Emphasising the link between assurance and risk management would help, he continues: “The one thing boards really understand these days is risk, but they don’t necessarily understand the link between risk and assurance.
“If there is no risk, there is no benefit in assurance activity. Assurance can generate information that gives organisations a better understanding about how their risks are being managed and make suggestions about how risk can be managed better.

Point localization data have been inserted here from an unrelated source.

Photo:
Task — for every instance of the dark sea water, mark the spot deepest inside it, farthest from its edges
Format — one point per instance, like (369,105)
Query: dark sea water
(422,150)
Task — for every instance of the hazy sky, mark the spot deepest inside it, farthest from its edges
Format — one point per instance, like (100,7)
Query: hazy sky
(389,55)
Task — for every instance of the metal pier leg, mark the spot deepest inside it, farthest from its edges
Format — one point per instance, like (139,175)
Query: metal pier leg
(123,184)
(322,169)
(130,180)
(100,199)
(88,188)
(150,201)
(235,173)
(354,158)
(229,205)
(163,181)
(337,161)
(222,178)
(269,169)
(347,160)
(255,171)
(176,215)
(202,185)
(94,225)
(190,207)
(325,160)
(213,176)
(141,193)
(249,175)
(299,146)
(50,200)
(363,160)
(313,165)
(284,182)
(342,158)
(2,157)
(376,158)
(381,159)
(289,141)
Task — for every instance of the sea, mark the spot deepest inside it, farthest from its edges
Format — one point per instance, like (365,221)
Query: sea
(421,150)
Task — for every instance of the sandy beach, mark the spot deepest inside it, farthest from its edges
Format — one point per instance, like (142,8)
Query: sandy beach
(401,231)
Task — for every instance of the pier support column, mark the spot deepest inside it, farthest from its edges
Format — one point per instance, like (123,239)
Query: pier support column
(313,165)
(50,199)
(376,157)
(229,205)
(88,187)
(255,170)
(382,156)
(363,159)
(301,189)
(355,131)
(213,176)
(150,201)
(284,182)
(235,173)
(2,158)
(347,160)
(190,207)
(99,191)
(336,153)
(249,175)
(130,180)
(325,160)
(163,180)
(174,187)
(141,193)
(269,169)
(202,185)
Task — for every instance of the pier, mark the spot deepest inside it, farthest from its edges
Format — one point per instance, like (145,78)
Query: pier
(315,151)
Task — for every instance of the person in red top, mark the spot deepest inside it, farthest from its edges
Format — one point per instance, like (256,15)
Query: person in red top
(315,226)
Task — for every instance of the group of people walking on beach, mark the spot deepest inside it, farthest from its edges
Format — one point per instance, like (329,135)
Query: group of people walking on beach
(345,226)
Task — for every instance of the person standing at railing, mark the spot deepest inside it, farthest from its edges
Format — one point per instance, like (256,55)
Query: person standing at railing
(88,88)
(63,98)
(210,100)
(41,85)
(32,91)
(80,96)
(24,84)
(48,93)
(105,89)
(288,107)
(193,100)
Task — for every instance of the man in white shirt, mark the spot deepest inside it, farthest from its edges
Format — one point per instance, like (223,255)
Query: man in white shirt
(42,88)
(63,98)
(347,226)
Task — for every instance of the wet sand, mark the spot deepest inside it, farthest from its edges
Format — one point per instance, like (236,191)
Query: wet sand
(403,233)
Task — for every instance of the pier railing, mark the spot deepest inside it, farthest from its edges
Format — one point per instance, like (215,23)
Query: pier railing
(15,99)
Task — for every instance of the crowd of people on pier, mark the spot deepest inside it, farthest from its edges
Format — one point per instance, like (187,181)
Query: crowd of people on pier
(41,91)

If that link is continuously stressed at all levels of the organisation, the right sort of language can then be taken into the board in order to provide better understanding of what assurance is all about.”
Millard states that, when the Assurance SIG was set up in 2007, “we didn’t quite appreciate how much guidance was needed about what assurance was, let alone integrated assurance”. The fact that the toolkit has been received so well is a measure of the progress that has been made in this area, and the continuing professionalism of project managers.
Jo Russell is a business writer and editor.
The tools for the job
Recognising the need for a more joined-up approach to project assurance, the APM Assurance Specific Interest Group (SIG) has produced a free-to-download toolkit, called Measures for Assuring Projects.
Designed to be used by project teams for self-assessment, the toolkit consists of a summary sheet for rating project assurance and examples of evidence that support a good assurance measure score.
By using a definitive framework, project professionals will help minimise the risk of duplication or gaps and increase the comparison of assurance outputs.
As Roy Millard, committee member and former chair of the SIG, says: “If your organisation has 100 projects on the go, using the toolkit will give you the ability to take an assurance picture of all those 100 projects and see where some are being run better than others.
“It gives you a way of benchmarking one project to another. That can then feed into learning for other projects and into continuous improvement.”